Zwischen 1981 und 2010 sind danach durchschnittlich 3000 Menschen jährlich an mit dem Wetter verbundenen Katastrophen gestorben, vor allem durch Hitzewellen. Betroffen waren davon jährlich 25 Millionen Menschen oder 5 Prozent der Bevölkerung. Das könnte sich Ende des Jahrhunderts zwischen 2071 und 2100 massiv verändern. Dann könnten jährlich 350 Millionen Menschen solchen Ereignissen jährlich ausgesetzt sein, das wären zwei Drittel der Gesamtbevölkerung. Und die Zahl der Toten könnte 50 Mal so hoch liegen, nämlich bei 152.000 - mit einer Unsicherheit zwischen 80.500 und 239.800 Toten. 1981-2010 starben an Hitzewellen jährlich 2700 Menschen, am Ende des Jahrhunderts könnten es 151.500 sein, 5400 Prozent mehr. Zwar nehme die Zahl der Toten, die während Kältewellen sterben, zunehmend ab, aber das könne bei weitem nicht die Zunahme durch Hitzewellen kompensieren.
99 Prozent der Toten könnten dabei die Folge von Hitzewellen sein. Ansteigen werde auch das Risiko durch Überflutungen an den Küsten. Gefährdet ist wegen der Hitzewellen vor allem Südeuropa, wo bis 2100 fast alle Menschen betroffen seien. In Südeuropa müsse mit 700 Toten pro einer Million Menschen gerechnet werden, in Nordeuropa wäre das Risiko mit 3 Toten pro einer Million deutlich geringer. Für den Risikoanstieg sei zu 90 Prozent die Klimaerwärmung verantwortlich, Bevölkerungswachstum, Migration und Urbanisierung spielen mit 10 Prozent eine vergleichsweise geringe Rolle. Am sichersten leben die Menschen, was alle wetterbedingten Katastrophen betrifft, in Nord- und Osteuropa, am unsichersten die Menschen in Südeuropa, mit großem Abstand kommen an zweiter Stelle die Zentraleuropäer und an dritter die Westeuropäer. Die meisten Toten wird es nach dieser Schätzung in Spanien, großen Teilen Frankreichs, in Italien, gefolgt von Griechenland, dem Balkan, Portugal und Irland.

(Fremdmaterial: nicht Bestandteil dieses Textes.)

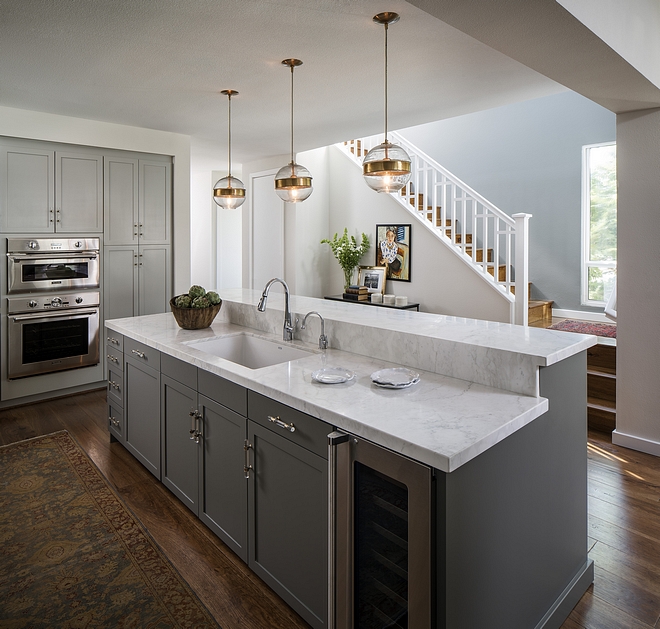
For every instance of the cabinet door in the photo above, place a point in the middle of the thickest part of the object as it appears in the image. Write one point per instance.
(155, 202)
(180, 449)
(27, 189)
(155, 279)
(78, 192)
(120, 193)
(223, 486)
(288, 523)
(142, 414)
(120, 282)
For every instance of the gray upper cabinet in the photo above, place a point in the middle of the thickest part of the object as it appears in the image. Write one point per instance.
(155, 200)
(137, 276)
(154, 278)
(138, 201)
(120, 201)
(27, 189)
(46, 191)
(120, 282)
(78, 192)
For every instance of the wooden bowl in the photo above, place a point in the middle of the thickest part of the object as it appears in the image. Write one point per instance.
(194, 318)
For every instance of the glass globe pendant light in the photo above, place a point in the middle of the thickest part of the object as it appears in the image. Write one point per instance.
(229, 192)
(386, 167)
(293, 182)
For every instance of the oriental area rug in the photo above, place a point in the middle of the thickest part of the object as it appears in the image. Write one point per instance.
(71, 553)
(586, 327)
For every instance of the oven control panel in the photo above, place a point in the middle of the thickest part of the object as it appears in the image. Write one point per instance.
(86, 299)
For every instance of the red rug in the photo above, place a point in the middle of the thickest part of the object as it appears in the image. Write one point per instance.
(586, 327)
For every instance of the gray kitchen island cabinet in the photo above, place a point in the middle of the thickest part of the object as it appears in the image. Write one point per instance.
(142, 404)
(46, 190)
(203, 448)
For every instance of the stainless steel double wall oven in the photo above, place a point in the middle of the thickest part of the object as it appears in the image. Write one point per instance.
(50, 329)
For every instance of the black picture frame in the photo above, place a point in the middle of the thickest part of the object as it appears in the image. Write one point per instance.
(399, 262)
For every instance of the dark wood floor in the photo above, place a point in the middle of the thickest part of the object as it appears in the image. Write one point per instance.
(624, 526)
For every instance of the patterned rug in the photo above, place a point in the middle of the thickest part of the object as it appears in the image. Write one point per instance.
(585, 327)
(73, 556)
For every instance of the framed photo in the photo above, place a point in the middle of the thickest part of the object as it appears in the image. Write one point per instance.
(373, 277)
(393, 248)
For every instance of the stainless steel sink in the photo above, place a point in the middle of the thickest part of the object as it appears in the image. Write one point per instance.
(250, 351)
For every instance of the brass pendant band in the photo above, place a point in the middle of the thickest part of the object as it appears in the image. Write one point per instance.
(291, 183)
(386, 167)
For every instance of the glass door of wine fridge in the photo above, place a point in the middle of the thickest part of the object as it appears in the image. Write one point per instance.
(382, 535)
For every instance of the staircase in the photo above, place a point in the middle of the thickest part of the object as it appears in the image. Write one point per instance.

Über 200 Millionen Europäer mit einer Ungewissheit zwischen 83 und 379 Millionen) könnten in den letzten 30 Jahren des Jahrhunderts jährlich Hitzewellen ausgesetzt sein, wodurch sich, so die Wissenschaftler, Herz-Kreislauf-Erkrankungen, Schlaganfälle und Atemwegserkrankungen vermehren können, aber auch psychische Störungen wie Depression oder posttrauatische Belastungsstörungen.